There were many such transit workers riding the rails and walking the back roads in those days, work was not easy to find. Some lived in Hobo jungles or camps along the tracks. There was no work after the war so the men just wondered from town to town picking up odd jobs.

 

My mother would always feed the men who came knocking at our door.

 

I know my father would not approve of this if he were home. You never knew who these men were, some were probably dangerous; but she still would put out a dish of food on the steps when one came knocking.

 

I finished my sandwich and dusted off my hands on the grass. My skirt was spotted with squashed apricots and my hands sticky from picking the ripe fruit.

 

I walked over to the water bucket to get a drink and put some water on my face.

 

This morning I had picked over 20 flats of fruit, by night I would have at least 50 flats picked, my pay today would be good. We made sometimes 25 to 30 cents a flat. That evening we would be harder picking, we would have to climb more to get our flats filled. Long skirts did not make it easy to climb trees but we managed. We would take the hem of our skirts up from behind and pull them between our legs. Then taking that end of the skirt hem we tucked it in the front of our skirt waist band. This gave you two pouches to pick in and got the long skirt up out of the way.

 

The Gypsy women all did this to form a kind of baggy pants effect. The apricot trees were low to the ground so you did not need a ladder, just be able to climb.

 

We always had fun even when we worked so hard. By the end of the first day the other workers were more open to talking with us. As the days went by we formed a bond by the time we were done picking.

 

My cousins and I loved music and often sing all the way home. Sometimes the other workers sang songs from their own culture. We would all part at the end of the day looking forward to the next morning.

 

If the chickens and ducks were laying we would bring eggs to sell to the other workers. Some times we brought apples and other things my Aunt made to sale.

 

Aunt Rose was an excellent cook her fruit cakes were really something to see. Each year she made us a very special one with pecans and pineapple.

 

The best days were when we worked close to home then we could ride to the orchards on my Aunts old gray horse. He would carry all three of us on his bare back and never complain.

 

I spent several summers when we lived in the Salinas Valley at my Aunts working.
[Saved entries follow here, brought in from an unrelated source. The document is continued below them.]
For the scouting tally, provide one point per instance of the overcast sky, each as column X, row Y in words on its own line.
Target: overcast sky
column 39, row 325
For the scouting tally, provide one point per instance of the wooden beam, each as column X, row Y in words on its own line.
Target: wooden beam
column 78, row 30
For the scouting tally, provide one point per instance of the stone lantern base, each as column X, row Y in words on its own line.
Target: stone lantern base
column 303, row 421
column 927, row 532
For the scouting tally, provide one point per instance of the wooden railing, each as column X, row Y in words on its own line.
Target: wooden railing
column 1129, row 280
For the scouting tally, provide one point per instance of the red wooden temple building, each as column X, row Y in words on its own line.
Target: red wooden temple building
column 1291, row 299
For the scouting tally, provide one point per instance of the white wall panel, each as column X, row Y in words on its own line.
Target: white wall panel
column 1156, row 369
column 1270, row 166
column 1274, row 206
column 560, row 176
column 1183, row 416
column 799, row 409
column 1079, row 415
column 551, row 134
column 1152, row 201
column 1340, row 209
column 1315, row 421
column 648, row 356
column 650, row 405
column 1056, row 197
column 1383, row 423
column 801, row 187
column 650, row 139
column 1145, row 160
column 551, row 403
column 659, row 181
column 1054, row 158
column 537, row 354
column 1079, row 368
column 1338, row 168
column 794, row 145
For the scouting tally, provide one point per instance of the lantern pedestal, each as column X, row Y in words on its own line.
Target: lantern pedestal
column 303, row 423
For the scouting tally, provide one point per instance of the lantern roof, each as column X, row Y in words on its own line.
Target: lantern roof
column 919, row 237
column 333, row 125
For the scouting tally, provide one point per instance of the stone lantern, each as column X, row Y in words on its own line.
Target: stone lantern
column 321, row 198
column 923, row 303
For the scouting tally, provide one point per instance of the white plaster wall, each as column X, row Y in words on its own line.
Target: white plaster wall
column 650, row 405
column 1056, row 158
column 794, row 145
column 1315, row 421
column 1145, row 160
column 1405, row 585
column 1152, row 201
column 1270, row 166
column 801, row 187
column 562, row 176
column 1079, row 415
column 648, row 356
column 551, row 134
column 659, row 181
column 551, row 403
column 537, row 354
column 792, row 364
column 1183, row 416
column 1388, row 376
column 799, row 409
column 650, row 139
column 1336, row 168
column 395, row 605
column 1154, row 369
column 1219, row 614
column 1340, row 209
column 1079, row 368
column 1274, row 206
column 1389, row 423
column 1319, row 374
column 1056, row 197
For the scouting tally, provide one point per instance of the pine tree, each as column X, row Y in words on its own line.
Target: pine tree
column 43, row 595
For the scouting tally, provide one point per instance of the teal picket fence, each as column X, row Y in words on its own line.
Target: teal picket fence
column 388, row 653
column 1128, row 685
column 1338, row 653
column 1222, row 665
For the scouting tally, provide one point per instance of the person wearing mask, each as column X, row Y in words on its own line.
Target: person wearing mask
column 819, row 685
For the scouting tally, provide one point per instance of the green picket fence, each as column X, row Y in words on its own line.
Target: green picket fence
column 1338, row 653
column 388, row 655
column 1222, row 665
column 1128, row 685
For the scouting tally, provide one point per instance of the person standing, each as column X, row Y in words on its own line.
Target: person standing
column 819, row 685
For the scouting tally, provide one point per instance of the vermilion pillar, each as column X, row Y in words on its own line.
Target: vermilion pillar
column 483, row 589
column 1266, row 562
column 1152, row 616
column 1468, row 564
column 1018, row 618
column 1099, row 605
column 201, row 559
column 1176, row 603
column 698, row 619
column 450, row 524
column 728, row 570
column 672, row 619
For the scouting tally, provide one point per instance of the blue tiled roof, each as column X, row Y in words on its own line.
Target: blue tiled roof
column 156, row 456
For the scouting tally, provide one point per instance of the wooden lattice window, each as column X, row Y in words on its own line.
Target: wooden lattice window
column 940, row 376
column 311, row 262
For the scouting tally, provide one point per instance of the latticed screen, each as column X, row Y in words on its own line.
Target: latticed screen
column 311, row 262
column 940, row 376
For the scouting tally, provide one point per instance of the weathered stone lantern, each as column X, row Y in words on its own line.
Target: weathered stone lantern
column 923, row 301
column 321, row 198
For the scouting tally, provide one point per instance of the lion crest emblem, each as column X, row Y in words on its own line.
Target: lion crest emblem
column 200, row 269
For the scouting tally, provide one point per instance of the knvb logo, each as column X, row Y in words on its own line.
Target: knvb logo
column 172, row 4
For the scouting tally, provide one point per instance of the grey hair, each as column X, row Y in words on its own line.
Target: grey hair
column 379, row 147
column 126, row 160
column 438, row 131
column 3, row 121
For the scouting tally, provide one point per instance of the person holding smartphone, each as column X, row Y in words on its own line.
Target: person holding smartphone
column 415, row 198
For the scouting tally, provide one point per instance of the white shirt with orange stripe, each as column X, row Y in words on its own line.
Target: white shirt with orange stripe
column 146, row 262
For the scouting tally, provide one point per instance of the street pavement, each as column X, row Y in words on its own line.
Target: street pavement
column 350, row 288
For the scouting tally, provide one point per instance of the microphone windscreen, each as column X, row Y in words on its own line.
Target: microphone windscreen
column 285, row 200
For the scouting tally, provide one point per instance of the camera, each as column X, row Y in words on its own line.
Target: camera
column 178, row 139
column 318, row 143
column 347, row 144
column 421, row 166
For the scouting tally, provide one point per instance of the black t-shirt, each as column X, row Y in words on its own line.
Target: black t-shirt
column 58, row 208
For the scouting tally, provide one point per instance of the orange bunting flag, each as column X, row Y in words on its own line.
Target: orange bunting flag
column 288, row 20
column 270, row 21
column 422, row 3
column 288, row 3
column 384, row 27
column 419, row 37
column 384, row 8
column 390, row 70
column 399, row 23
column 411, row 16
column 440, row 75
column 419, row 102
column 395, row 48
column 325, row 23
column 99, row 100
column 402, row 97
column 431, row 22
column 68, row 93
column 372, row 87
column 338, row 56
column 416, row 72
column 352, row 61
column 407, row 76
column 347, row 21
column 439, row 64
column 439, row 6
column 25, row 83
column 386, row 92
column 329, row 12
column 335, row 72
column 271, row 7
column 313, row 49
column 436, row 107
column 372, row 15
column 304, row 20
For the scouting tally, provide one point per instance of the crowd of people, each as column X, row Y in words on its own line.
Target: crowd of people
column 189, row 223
These were some of my happier memories of growing up.

 

My father for some reason liked to get back at my Aunt Rose by called her horse a plow horse.

 

The battle between them lasted until she passed shortly after Uncle Johnny.

 

Many times she would say to us that Uncle Johnny was the one who gave her a life worth living. She always spoke kindly of him even after he passed.

 

Some time in this life we are lucky to see or be a part of this love that two people have for each other. I will not forget the kindness and love that they shared with me.